Bunlardan ülkeye ve İslam dinine yarar gelmeyeceğine karar
vermiştim.
ÖNEMLİ BİR KONFERANS
Bir gün duvar ve panolarda büyük harfle teksir kâğıdına yazılmış,
ilan gördük ALPASLAN TÜRKEŞ’in konferansını ilan ediyordu.
Konferansa gittik. Onun tok sesini daha önce duymuştum. Ama ilk
kez karşımızda konuşuyordu. Milliyetçilikten, İslamiyet’ten
bahsediyordu. Kulağımda, heyecan, dürüstlük, hareket, fikir
genişliği duyuyordum. Zaten daha önce Üniversiteliler kültür
Derneğinden Galip Erdem, Cezmi Bayram, Nevzat Köseoğlu gibi çok
kaliteli insanlarla temastaydım. Baktım onlar da hep birlikte
oradalar. Sonra beşer içinde az rastlanan biri ile tanıştık: DÜNDAR
TAŞER. Bu isimler, geçen yazımda bahsettiğim kişilere
benzemiyordu. Bunlar alabildiğine dürüst, alabildiğine vatansever,
alabildiğine samimi insanlardı.
Ayrıca okullarda okuduğumuz Ziya Gökalp, Mehmet Akif Ersoy
bunların da fikir babası. Sonra büyük âlim Prof.Mümtaz Tuhan, Prof.
Osman Turan, Osman Yüksel Serdengeçti ve daha pek çok gerçek
aydın bunlarla beraber. Böylece CKMP ve Türk Ocakları
çerçevesinde kalmaya karar verdim. Daha sonra Ülkü Ocakları
kuruldu. Orada görev aldım. Türk Ocaklarının gençlik kollarında hem
kültür hem de hizmet çalışmalarında bulundum.
O dönemlerde İslamcıların bir bölümü merhum Erbakan’ın
çevresinde toplanıyordu.
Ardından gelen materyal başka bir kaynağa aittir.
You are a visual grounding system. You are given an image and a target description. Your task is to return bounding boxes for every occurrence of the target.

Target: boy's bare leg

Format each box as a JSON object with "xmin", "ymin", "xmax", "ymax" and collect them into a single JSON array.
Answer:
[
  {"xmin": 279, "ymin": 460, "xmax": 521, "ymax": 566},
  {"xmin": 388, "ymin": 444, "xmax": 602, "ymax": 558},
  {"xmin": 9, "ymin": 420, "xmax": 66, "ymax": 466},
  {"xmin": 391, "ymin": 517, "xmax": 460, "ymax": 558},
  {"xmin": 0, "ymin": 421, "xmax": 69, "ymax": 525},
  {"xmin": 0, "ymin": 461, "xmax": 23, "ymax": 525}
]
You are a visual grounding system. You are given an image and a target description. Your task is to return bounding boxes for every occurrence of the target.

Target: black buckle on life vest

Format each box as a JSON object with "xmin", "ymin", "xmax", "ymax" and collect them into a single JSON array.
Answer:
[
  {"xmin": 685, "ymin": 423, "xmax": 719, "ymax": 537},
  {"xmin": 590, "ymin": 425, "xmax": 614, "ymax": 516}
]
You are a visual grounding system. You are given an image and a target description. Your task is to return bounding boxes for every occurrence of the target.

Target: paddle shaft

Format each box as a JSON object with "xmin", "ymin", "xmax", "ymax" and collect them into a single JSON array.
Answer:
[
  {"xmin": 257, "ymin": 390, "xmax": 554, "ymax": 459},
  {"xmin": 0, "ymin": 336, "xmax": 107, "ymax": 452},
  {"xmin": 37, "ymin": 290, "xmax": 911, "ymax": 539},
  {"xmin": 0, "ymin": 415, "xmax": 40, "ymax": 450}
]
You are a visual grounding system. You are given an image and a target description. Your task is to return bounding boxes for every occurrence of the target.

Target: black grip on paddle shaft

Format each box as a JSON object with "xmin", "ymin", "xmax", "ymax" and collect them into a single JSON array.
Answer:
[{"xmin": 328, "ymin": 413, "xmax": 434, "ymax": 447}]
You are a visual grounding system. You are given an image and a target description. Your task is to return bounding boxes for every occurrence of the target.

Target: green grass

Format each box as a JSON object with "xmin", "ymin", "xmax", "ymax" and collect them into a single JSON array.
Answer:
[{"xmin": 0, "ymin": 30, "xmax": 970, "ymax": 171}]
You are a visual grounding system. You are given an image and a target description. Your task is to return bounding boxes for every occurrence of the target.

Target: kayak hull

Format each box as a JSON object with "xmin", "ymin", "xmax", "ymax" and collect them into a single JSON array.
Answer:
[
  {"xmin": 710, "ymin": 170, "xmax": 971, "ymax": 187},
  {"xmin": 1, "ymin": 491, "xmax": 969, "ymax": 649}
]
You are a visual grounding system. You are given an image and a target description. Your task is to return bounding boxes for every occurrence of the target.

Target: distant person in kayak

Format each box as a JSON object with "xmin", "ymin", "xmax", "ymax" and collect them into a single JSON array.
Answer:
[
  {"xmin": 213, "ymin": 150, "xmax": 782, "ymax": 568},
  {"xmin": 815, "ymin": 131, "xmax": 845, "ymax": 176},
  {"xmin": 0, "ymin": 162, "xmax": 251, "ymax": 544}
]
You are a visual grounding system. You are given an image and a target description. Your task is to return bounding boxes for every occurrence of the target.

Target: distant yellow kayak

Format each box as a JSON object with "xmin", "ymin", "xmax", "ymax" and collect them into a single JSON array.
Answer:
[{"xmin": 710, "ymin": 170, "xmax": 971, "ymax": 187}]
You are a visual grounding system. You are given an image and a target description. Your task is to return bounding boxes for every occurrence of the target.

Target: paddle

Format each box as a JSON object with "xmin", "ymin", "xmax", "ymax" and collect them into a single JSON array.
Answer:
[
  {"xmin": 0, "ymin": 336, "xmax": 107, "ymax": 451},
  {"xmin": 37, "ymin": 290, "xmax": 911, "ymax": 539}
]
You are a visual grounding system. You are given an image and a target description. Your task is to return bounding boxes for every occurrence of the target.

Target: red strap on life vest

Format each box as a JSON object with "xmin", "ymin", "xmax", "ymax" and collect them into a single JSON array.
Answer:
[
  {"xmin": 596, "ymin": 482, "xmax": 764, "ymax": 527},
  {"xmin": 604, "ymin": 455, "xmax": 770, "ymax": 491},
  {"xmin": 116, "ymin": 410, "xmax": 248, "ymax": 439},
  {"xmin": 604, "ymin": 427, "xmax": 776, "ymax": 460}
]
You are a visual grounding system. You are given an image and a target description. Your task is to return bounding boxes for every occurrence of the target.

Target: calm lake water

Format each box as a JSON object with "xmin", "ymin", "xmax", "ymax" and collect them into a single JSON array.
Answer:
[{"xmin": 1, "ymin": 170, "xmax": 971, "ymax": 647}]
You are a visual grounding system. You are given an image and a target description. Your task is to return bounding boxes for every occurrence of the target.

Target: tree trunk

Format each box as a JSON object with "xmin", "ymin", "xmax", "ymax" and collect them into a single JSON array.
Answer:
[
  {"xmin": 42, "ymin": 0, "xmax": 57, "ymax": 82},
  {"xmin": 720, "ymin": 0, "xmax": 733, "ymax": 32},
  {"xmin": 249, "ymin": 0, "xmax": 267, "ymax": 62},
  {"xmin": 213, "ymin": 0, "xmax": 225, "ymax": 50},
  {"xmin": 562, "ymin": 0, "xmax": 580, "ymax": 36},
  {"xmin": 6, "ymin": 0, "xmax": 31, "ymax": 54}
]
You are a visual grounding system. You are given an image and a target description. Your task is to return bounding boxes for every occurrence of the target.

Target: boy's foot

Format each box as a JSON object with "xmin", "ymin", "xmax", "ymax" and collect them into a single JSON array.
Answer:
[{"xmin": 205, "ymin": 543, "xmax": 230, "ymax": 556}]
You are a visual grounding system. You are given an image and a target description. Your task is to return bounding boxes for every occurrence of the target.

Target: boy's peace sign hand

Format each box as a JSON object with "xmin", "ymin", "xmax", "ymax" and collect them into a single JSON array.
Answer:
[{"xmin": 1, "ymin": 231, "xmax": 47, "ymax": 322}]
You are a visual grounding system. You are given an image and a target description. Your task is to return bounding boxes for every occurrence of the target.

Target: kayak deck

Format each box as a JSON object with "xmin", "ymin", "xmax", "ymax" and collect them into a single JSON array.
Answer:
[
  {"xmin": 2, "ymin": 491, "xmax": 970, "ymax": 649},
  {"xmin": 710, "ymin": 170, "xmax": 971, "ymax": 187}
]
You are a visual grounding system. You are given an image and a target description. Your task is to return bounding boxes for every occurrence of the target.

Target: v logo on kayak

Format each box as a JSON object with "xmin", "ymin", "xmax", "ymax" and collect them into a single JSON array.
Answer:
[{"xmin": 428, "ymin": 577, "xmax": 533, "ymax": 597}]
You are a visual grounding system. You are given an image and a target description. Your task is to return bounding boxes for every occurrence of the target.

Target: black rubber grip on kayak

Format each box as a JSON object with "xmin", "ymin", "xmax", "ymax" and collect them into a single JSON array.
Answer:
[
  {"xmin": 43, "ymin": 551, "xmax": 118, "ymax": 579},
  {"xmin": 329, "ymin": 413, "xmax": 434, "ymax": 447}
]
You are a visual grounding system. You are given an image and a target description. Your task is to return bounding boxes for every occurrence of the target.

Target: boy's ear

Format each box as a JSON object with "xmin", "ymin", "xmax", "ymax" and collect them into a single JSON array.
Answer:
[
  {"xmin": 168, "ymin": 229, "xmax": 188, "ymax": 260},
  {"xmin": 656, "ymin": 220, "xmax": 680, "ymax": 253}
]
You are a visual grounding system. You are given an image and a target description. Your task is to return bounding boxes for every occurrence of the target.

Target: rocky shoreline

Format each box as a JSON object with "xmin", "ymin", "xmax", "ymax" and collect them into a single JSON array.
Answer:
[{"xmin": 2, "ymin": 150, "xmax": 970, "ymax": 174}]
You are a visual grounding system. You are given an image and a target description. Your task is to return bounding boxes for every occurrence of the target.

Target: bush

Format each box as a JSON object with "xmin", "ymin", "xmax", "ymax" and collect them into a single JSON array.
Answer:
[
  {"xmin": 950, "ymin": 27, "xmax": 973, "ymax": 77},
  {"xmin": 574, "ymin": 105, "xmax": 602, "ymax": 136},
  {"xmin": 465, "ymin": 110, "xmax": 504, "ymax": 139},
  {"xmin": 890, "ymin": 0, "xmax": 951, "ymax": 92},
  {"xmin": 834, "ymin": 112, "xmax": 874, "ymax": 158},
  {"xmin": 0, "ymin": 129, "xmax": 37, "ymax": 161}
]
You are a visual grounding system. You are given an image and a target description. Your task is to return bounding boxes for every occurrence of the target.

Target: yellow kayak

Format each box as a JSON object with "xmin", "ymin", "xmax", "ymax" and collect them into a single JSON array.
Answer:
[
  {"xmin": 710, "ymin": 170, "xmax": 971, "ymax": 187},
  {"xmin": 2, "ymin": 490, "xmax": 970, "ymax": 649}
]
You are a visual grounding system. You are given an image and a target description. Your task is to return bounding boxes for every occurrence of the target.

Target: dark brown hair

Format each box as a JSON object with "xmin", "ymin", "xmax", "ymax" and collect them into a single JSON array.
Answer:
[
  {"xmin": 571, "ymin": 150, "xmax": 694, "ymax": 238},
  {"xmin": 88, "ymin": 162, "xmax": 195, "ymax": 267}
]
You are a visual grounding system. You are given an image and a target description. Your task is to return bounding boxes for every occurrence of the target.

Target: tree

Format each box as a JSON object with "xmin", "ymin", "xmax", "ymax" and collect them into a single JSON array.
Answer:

Ancak onların Ziya Gökalp gibi bir
sosyologları, Mümtaz Turhan gibi önemli fikir adamları yoktu.
Cemaat liderleri olan bazı şeyhler ve hocalar vardı. Mısır’lı Seyit
Kutup ve benzerlerini okurlar, bize de okuturlardı. Bir şey var mı,
diye okurduk. Kendi çapımda yaptığım incelemede, teorik olarak
standartları belli ve insanlık tarafından beğenilebilen bir “İSLAM
NİZAMI” çatısı yoktu. İslamcıların araştırmacıları fıkıh, amel, insan
ilişkiler, vakıflar gibi toplumun alt katmanlarındaki konularda fikir
beyan ederler. Ahlaken de genel olarak söyleyip yazdıklarına
uymazlar. Her türlü yolsuzluk, hırsızlık gibi konularda İslam’a asla
uymayan gevşeklik ve dağınıklık içindeydiler.
Günümüze geldiğimizde bu yazdıklarımın milyon katı ahlaksız ve
günah bataklığında yüzen İslamcılarla karşı karşıyayız.
Artık bunların Müslüman olmadıklarından söz edecek aşamaya
geldiğimiz bir zamandayız. İktidar olduklarında hepten şaşırdılar.
İŞTE YENİDEN BELİRTMEM GEREKİRSE BUGÜNKÜ İSLAMCILARDAN
OLMAK NEREDEYSE İSLAMIN DIŞINDA OLMAK ANLAMINA GELİYOR.
SEÇTİĞİM TÜRK-İSLAM MİLLİYETÇİLİĞİNDEN MEMNUNUM.